In Australia, SBS first aired the program with a delayed telecast on the following day at 6:50 AM from Tuesdays to Saturdays, replacing PTV's Teledyaryo as the Filipino news service on World Watch. It was later moved to an 8:05 AM timeslot from Tuesday to Saturday with replays at 2:30 PM on SBS Viceland, while TV Patrol Weekend is aired every Sunday and Monday. It was replaced by TV Patrol when the newscast's production was suspended due to the enhanced community quarantine implemented to manage the COVID-19 pandemic in the Philippines and its eventual cancellation.

==Accolades==
Bandilas coverage of the Subic rape case earned the news program a nomination for the Philippines in the International Emmy Awards spearheaded by the International Academy of Television Arts and Sciences.
- Henry Omaga Diaz was awarded as one of the Ten Outstanding Media Personalities by International Media Associates Inc. (IMAI) on November 29, 2006.
- Korina Sanchez was also among the Most Well-Liked Female Personalities in the Anak TV Seal Awards 2006. In 2007, she was recognized in the same category but became number one among ten most well-liked female TV Personalities.
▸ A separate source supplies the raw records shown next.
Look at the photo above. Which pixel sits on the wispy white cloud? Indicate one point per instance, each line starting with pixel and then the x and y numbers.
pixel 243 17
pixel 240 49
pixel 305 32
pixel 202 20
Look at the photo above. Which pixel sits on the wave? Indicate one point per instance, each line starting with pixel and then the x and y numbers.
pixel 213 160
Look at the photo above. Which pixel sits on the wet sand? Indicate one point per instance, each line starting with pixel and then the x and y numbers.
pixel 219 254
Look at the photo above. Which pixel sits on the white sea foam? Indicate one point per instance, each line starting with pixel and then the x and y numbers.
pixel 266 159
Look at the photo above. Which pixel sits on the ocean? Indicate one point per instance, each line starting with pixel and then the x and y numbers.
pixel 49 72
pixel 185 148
- Bandila earned its first-ever nomination for an International Emmy Award for their report "The Subic Rape Case Promulgation". It was the first time that an entry from the Philippines became a finalist on the award-giving body. It became one of the four nominees in the News category out of the eight semi-finalists. Incidentally, TV Patrol, the network's primetime news program, was also chosen as one of the eight semi-finalists for the news category.
- Bandila received a Golden Dove Award for Best News Program during the 16th KBP Golden Dove Awards. Kapisanan ng mga Brodkaster ng Pilipinas was established by broadcast media practitioners to regulate the industry and elevate standards, promote social change, help disseminate government information, strengthen trade ties with the advertising industry, and promote public welfare.
- In 2007, Bandila won the Best News Program category in the 21st PMPC Star Awards for Television.
- Bandila was hailed as the Best News Program during the 2007 Asian Television Awards, featuring their news coverage of the Subic Rape Case Promulgation.
- Bandila was awarded again with a Golden Dove Award for Best News Program during the 19th KBP (Kapisanan ng mga Brodkaster ng Pilipinas) Golden Dove Awards in November 2010.
- Henry Omaga-Diaz was awarded a Golden Dove Award as the "Best TV newscaster" during the 19th KBP Golden Dove Awards in November 2010.
- Bandila won the categories for Best News Program and Best Male News Program Anchors (Julius Babao) at the 10th Gawad Tanglaw Awards (2012).